In industry news this week, crude oil prices hit a record $66.15 per barrel, due in part to concern over supplies from Saudi Arabia and the repercussions from King Fahd’s death last week. Oil prices are up more than 45% from this time last year. Sharp spikes in jet-fuel prices caused airports in Arizona, California, Florida and Nevada to ferry in fuel from other markets and locations this week, which experts say is only a short-term fix for an underlying problem.
An August 20 strike date is looming in the tense situation between the Aircraft Mechanics Fraternal Association and Northwest Airlines. The union continues to insist it will not agree to any givebacks, while management has continued to recruit replacement workers. Northwest executives have said that if the union calls a strike, the airline is “confident we can operate our full schedule reliably.”
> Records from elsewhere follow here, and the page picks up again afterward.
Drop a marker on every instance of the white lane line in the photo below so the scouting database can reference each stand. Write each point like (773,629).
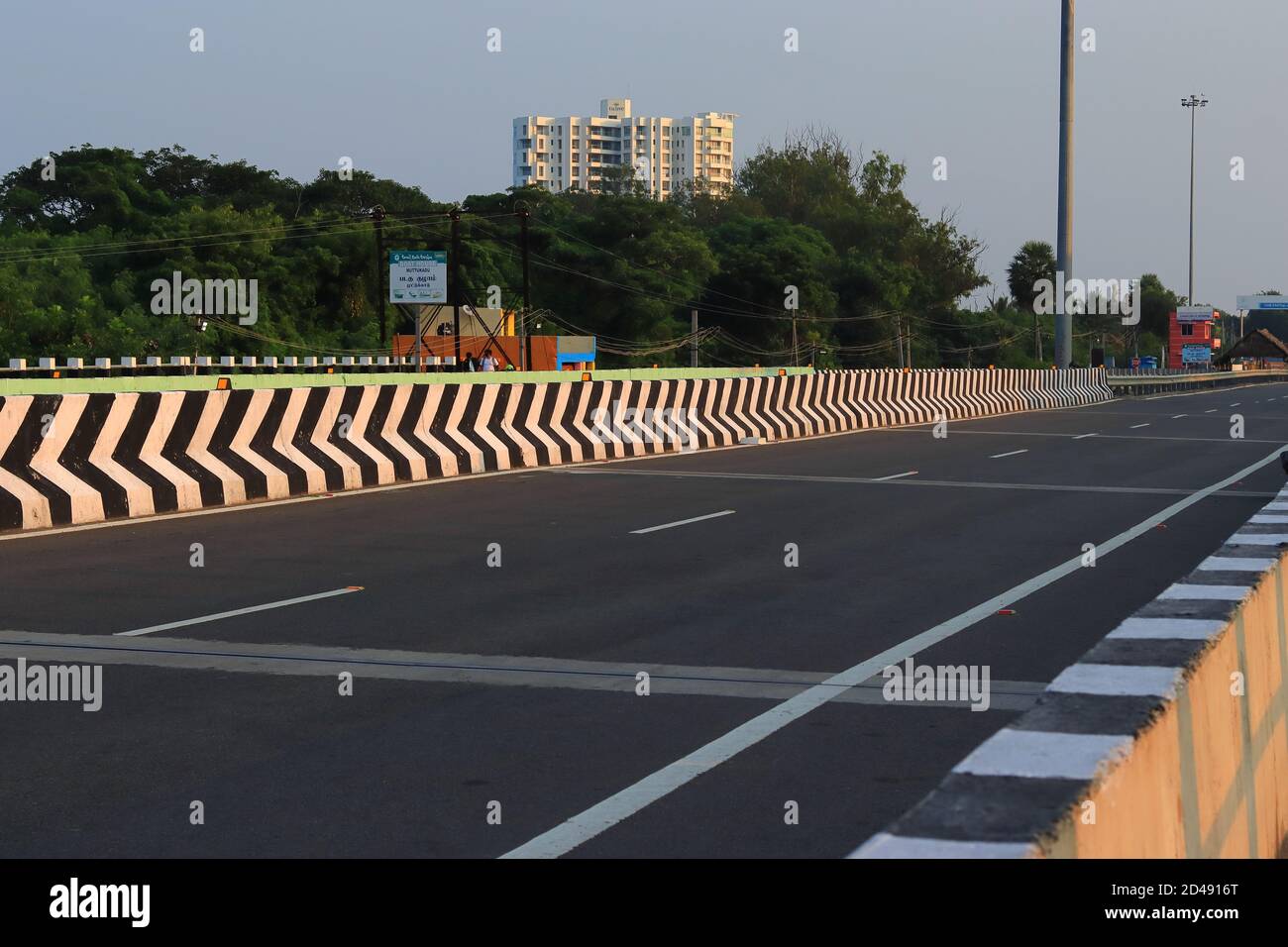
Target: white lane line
(1117,681)
(885,845)
(1037,755)
(682,522)
(625,802)
(284,602)
(1163,629)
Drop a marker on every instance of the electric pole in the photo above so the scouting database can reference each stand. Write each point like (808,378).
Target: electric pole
(456,281)
(378,217)
(1064,211)
(1194,103)
(524,341)
(694,339)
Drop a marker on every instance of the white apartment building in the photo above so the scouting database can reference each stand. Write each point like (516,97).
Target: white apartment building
(574,153)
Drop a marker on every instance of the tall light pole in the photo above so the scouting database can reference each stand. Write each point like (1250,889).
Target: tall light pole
(1064,213)
(1194,103)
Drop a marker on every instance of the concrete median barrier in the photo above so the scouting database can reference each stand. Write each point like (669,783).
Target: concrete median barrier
(1167,740)
(71,459)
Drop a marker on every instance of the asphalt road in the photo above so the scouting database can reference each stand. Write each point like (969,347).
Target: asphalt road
(507,693)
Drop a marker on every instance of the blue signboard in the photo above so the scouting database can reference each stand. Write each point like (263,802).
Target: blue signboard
(417,275)
(1196,355)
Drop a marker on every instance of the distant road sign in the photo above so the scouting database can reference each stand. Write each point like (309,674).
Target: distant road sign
(1192,355)
(1258,302)
(417,275)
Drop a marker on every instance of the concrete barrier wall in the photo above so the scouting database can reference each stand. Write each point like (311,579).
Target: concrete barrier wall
(1146,382)
(71,459)
(1167,740)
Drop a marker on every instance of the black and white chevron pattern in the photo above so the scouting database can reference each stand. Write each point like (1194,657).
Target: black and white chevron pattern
(86,458)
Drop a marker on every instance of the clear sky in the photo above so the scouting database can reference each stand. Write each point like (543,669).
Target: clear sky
(410,91)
Northwest has admitted that as part of its “strike contingency plan” it recently chartered an aircraft from Champion Air to operate a roundtrip flight from Detroit to Dallas/Fort Worth. Northwest’s CEO stated that “it is common for the carrier to find ways to accommodate passengers if there are cancellations.” He added that because load levels have been high, and an inordinate number of aircraft have been out of service, it would have been difficult to reaccommodate passengers on other flights. When the Air Line Pilots Association, representing the Northwest pilots, heard about the Champion flight, it accused Northwest of a “flagrant and serious violation” of their contractual scope clause and, understandably, immediately filed a grievance. Executives insist that the use of Champion is an option Northwest may use as part of the contingency plan.
In addition, management has sent out a newsletter to its unionized employees stressing the importance of additional labor concessions of at least $1.1 billion a year. Northwest CEO said without such savings that the airline faces “a very real danger of bankruptcy.”
The merger between America West Airlines and US Airways is moving forward, with a shareholder meeting date set for September 13 and a new stock symbol for the combined company unveiled Monday.
Delta’s stock price fell below $2 per share this after predictions by several airline experts that a bankruptcy filing is almost inevitable if Delta doesn’t increase its liquidity or win major concessions from its employees in the near future. Some are predicting that Delta will ask for another $225 million in concessions from pilots and $175 million from management and other employee groups.
That’s it for this week. Thanks for calling the APFA hotline.